Description of the issue: Browser session will still persist even if you close your browser and reopen it. This shouldn’t happen for security reasons.
Steps to Reproduce (add as many as necessary): 1. 2. 3.
Have a cookie that should be deleted when browser session ends (When you close the browser)
Close your Brave Browser
Open Brave Browser again and your cookie will still exist.
Actual Result (gifs and screenshots are welcome!):
You will still be logged into account even if you close your browser. This can be a security problem if you close your browser and you will think that this would auto log you out, but in Brave browser this won’t happen.
Expected result:
For a cookie with expiration date of “When browser session ends”, to be deleted when you close your browser.
Reproduces how often:
Every time.
Operating System and Brave Version(See the About Brave page in the main menu):
Fedora 36 (Linux) rpm from your official repository
It does, unless you have any extensions installed that run in the background. What I’m asking is how you are setting the cookies in question to be cleared when the browser is closed.
I’m just using PHP sessions. So PHP will auto generate this cookie and put session ID/key inside. By default and also recommended by PHP, session.cookie_lifetime is set to 0, that means cookie will last as long as the browser session will also last.
If I set cookie lifetime to 20 minutes for example. Even if user will close the browser it will still be logged in when it comes back (If it comes back before 20 minutes has expired).
I would rather prefer to be deleted when someone close the browser, but in brave I have even turned off the computer and turned it back on next day and I was still logged in. So Browser session wasn’t deleted even after rebooting the computer.
Another option would be to leave session.cookie_lifetime to 0 as it is now.
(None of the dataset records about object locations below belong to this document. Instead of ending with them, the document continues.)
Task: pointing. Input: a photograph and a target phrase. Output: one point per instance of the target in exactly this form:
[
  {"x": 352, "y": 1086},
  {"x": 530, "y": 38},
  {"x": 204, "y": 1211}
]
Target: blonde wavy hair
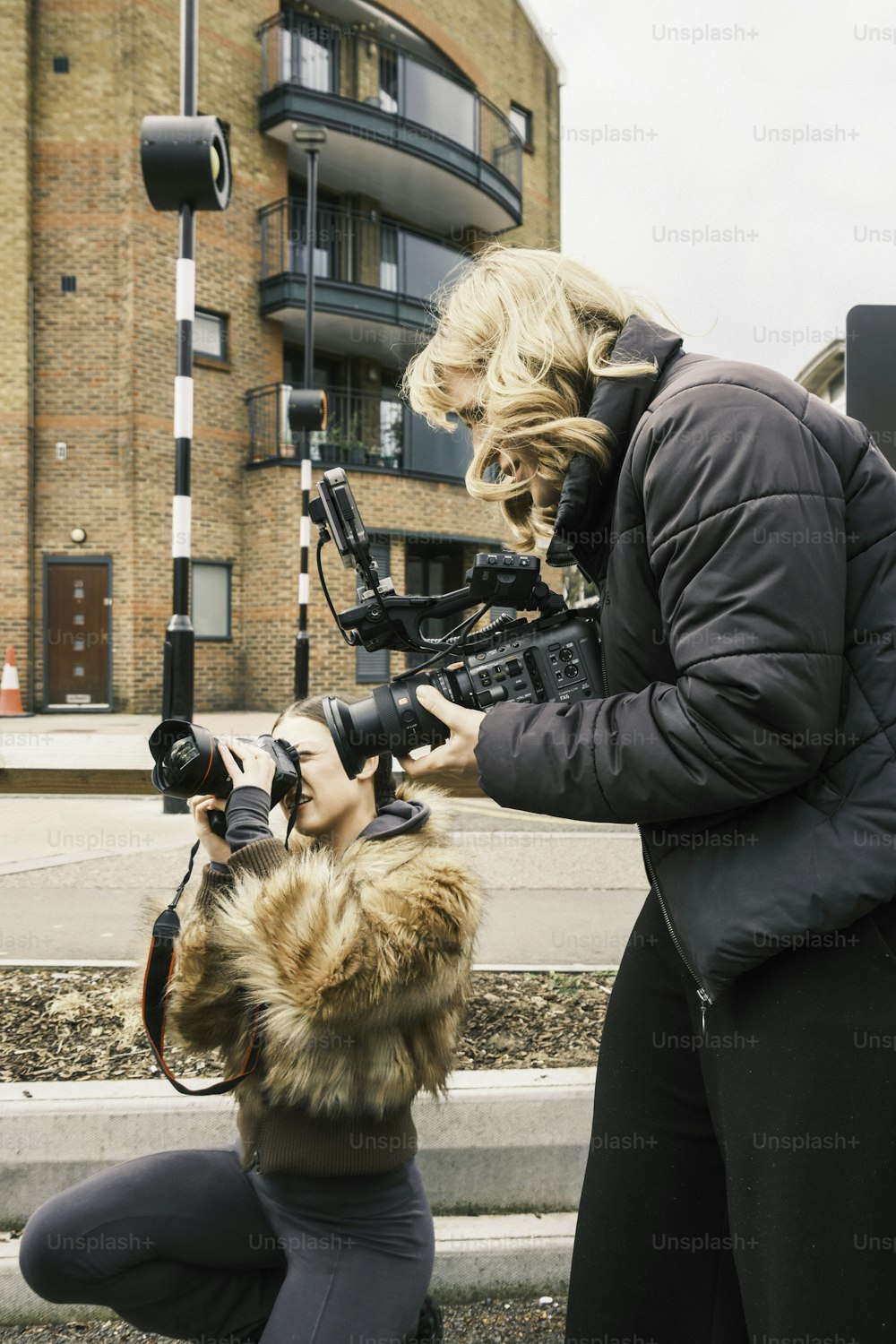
[{"x": 538, "y": 331}]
But that means for some users like me Browser session could never expire.
It would be great if it would be possible to mix those 2. For example cookie should expire as soon as browser session ended or certain amount of time has expired.
I also know that I can just change the expiration of the cookie to yesterday from javaScript to destroy it. But this won’t be possible as I have also disabled option to get cookie data from javaScript for better security. With:
; Whether or not to add the httpOnly flag to the cookie, which makes it
; inaccessible to browser scripting languages such as JavaScript.
; https://php.net/session.cookie-httponly
session.cookie_httponly = 1
I have a PWA installed, so this is probably the reason when browser session doesn’t end.
Do you guys have any suggestion what would be the best thing to do in terms of security?